The transformation is also extending to the realm of drug discovery and development.

“India is very cost sensitive and now in the whole world we are seeing that there is a hue and cry on medicine cost,” pointed out Anjani Kumar, chief information officer of Strides Pharma Science Ltd.

The pandemic also exposed the chinks in the supply chain as was evident with the lack of remdesivir during the pandemic, Anjani pointed out.
“You may have heard that data is the new oil but if you don't extract the oil, it has no use for refining,” Anjani said.
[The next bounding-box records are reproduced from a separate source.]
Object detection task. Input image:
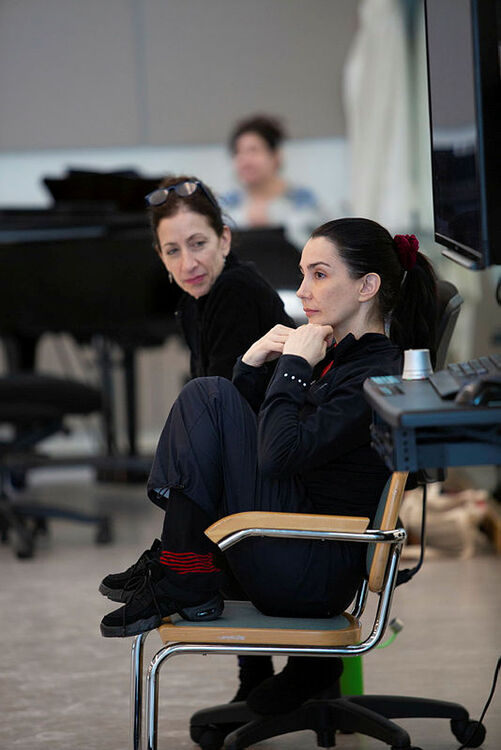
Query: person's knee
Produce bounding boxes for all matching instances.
[178,375,236,402]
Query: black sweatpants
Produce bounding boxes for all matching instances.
[148,377,365,617]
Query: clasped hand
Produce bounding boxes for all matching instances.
[242,323,333,367]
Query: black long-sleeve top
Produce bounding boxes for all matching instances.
[176,253,295,380]
[233,333,402,518]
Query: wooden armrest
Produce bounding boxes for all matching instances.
[205,510,369,544]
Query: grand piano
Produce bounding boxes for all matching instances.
[0,169,299,468]
[0,170,180,464]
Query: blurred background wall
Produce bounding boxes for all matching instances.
[0,0,499,456]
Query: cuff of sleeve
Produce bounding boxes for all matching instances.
[266,354,313,397]
[233,357,266,377]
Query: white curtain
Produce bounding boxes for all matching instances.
[344,0,414,232]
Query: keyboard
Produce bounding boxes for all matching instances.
[428,354,501,399]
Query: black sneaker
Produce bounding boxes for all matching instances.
[101,562,224,638]
[99,539,162,603]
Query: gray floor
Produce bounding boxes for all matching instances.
[0,477,501,750]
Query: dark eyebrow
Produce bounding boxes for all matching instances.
[160,232,207,247]
[299,260,330,272]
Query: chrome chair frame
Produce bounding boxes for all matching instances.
[131,528,406,750]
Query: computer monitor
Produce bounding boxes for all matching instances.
[425,0,501,269]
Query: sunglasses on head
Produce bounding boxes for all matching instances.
[145,180,219,211]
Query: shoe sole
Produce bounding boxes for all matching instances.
[99,583,134,604]
[100,595,224,638]
[101,615,163,638]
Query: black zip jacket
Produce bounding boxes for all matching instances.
[233,333,402,518]
[176,252,296,380]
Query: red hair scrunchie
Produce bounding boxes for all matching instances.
[393,234,419,271]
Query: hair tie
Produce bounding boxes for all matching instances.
[393,234,419,271]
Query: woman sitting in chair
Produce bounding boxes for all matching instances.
[101,218,436,712]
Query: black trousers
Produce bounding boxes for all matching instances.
[148,377,365,617]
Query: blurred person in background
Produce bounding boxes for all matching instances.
[223,115,325,250]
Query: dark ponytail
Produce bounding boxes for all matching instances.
[311,218,437,363]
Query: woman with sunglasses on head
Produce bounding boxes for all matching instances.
[101,175,294,700]
[101,218,436,714]
[146,176,294,379]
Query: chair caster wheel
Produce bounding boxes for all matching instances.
[451,719,486,747]
[190,725,226,750]
[12,521,35,560]
[96,516,113,544]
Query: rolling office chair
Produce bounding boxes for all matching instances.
[0,373,111,558]
[132,472,485,750]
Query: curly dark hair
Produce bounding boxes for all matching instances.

Similarly, “supply chain data was always there but we never used it,” he added.

On the supply side too there has been innovation due to the pandemic, said Nikhil Khekade, chief of staff and digital transformation, MedikaBazaar, India’s first B2B medical procurement marketplace.

“You have to use (data) internally to make sure that you are procuring items at the right places and at the right time because accessibility is an issue especially in Tier 2 and Tier 3 towns,” said Nikhil. “You need to work on your AI-ML techniques to make sure that you are able to predict how much you need and at what location, especially in a country like India, where during the COVID crisis people were not able to find the products they needed.”

Last but not the least healthcare providers will need to strike a right balance when it comes to automation, pointed out Ramasubramani Ganesan, chief technology officer, Portea.

“Being in the home healthcare space, and also offering services, we realise that people are way more comfortable acquiring services when they speak to someone, and they understand what does it mean, what are the trade offs before they decide to go ahead with it?” Ramasubramani said. “But at the same time, there's a lot of benefits when it comes to automation, in terms of bots being involved…so the right balance becomes very, very critical,” he added.

“I think it's a question of figuring out how quickly to push the boundaries because one expects customers who are very comfortable with technology, thanks to some experience from non healthcare industries,” Ramasubramani said. “But at the same time when it comes to healthcare, they also have this perspective in mind that somebody should be involved...it can't be just a machine at the other end who's taking care of stuff.”

Perhaps a right balance for the industry would be to use as much technology as possible to help a doctor rightly, and timely, make a diagnosis and achieve the seamless integration between humans and technology for the good of mankind.